Restoring one’s roots, environmental degradation, and a nonagenarian reflects in the latest New Zealand poetry books.
Plastic by Stacey Teague (Te Herenga Waka University Press, $30)
In her debut collection of poetry, Stacey Teague has a powerful and compelling narrative to present. With mainly Māori forebears, she was brought up in a family that did not speak Māori or take part in Māori events. So, her family were teased as “Ngāti Plastic”, defined as “Māori who do not know te reo, tikanga or their whakapapa”.
Teague’s quest is to explore her identity, a hard task when “I didn’t have a Māori name; I had red curly hair and freckles”. But she is determined to find a way to integrate with Māoritanga. Having set up her situation, Teague launches into many and varied free-verse poems under the headings Plastic and Paratiki. She has childhood nightmares. She questions her sexuality. Her poem Toitū te whenua, toitū te tangata probes the loss of Māori land to colonisers. Tupuna Wahine traces the lives and legacy of three Māori women (presumably forebears) and how they fared between 1830 and 1939 – in effect giving a history of how Māori women both endured but also faced different challenges. And ultimately, she comes closer to her spiritual home, whakapapa restored. Among other merits, Plastic is clear and straightforward and should be accessible to a wide readership.
Detritus of Empire: feather / grass / rock by Robin Peace (Cuba Press, $25)
Many current poets have written about colonialism and the destruction of indigenous culture. They usually write about the confiscation of Māori lands, racial prejudice and suppression of the Māori language. Robin Peace does note these things, but takes a different approach. The retired geographer, teacher and academic is most concerned about the environment. For her, the primal sin of colonialism was the introduction of foreign animals and plants.

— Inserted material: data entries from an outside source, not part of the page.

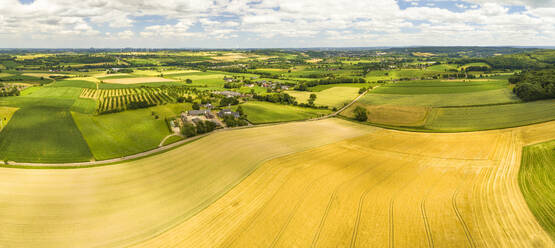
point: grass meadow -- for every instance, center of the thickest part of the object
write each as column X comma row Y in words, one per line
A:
column 126, row 133
column 264, row 112
column 490, row 117
column 43, row 134
column 332, row 97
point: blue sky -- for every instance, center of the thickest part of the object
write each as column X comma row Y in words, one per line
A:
column 274, row 23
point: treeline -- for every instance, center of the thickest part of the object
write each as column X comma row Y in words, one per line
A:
column 8, row 91
column 305, row 85
column 534, row 85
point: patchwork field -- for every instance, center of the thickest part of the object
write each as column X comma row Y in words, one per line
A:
column 123, row 204
column 126, row 133
column 136, row 80
column 332, row 97
column 265, row 112
column 386, row 188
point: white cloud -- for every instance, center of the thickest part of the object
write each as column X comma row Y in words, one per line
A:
column 316, row 22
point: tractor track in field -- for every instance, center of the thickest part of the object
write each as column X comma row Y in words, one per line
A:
column 361, row 203
column 298, row 204
column 330, row 201
column 426, row 224
column 460, row 219
column 259, row 211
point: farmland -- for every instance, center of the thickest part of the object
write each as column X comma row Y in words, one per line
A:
column 263, row 112
column 337, row 184
column 386, row 187
column 332, row 97
column 491, row 117
column 153, row 193
column 5, row 116
column 537, row 182
column 42, row 134
column 115, row 135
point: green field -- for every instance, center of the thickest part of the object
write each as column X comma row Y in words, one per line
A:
column 441, row 100
column 6, row 114
column 490, row 117
column 126, row 133
column 264, row 112
column 43, row 134
column 327, row 86
column 537, row 182
column 332, row 97
column 439, row 87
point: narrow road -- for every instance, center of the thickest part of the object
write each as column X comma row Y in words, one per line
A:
column 162, row 148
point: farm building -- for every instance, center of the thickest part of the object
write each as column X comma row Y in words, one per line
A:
column 228, row 93
column 228, row 112
column 197, row 112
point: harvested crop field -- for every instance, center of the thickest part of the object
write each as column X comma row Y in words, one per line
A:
column 386, row 188
column 122, row 204
column 137, row 80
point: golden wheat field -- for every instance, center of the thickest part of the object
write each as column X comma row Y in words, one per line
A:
column 327, row 183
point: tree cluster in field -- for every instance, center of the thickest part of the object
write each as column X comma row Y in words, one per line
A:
column 305, row 85
column 360, row 114
column 13, row 91
column 229, row 101
column 534, row 85
column 282, row 98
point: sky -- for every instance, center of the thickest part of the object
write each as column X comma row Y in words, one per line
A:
column 274, row 23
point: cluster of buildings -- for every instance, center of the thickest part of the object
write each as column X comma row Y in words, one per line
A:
column 196, row 116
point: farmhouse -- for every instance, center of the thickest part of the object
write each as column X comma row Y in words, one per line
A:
column 228, row 112
column 228, row 93
column 196, row 112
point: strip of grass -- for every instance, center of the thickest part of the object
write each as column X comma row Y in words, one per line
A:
column 439, row 87
column 442, row 100
column 264, row 112
column 43, row 134
column 537, row 182
column 491, row 117
column 332, row 97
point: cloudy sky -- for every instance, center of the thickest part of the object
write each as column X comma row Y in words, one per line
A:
column 274, row 23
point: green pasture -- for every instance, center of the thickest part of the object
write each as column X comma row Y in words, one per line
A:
column 490, row 117
column 439, row 87
column 265, row 112
column 126, row 133
column 43, row 134
column 332, row 97
column 499, row 96
column 537, row 182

The title poem concerns seeds brought back from India and becoming invasive lawn weeds in New Zealand. Likewise Cinnamon songs concerns those imported destructive pests, possums. A number of her poems deal with types of grass appropriate or inappropriate for this country, and she looks at human-made erosion in a group of poems, especially in Hill song and Fourteen quarried away.
But Peace is not a protester only. Some of her poems are simply detailed observations of how creatures function, as in her eloquent Grace notes, describing wild ducks descending. And Swamp witness recalls a child’s wonder and delight in first seeing an estuary and swamp and all their colour and fullness. Genuinely lyrical.
Collected Poems by Fleur Adcock: Expanded Edition (Te Herenga Waka University Press, $50)
In 2019, Fleur Adcock: Collected Poems was published, gathering together all the poet’s work from the 1960s to 2019 – a formidable but very readable volume of 534 pages. Adcock’s verse was by turns serious, erudite and witty as she dealt with her years in New Zealand and her many more years as an expatriate in England. Adcock is now 90. To celebrate this milestone, Te Herenga Waka University Press has produced an expanded edition, adding 61 more pages of poetry.
Most of the addition is taken up with her 2021 collection, The Mermaid’s Purse, but there are also 20 never-before-published, labelled “New Poems 2024″ and, of course, they are filled with old age. Adcock shows she is not abashed by it. The first of the new poems, Stint, concerns the 1000-year-old sibyl who wants to die. The last of them, Being Ninety, is almost jaunty, counting off three other literary figures of her age with death drawing nearer. She is often deadly serious, but her wry wit still shines.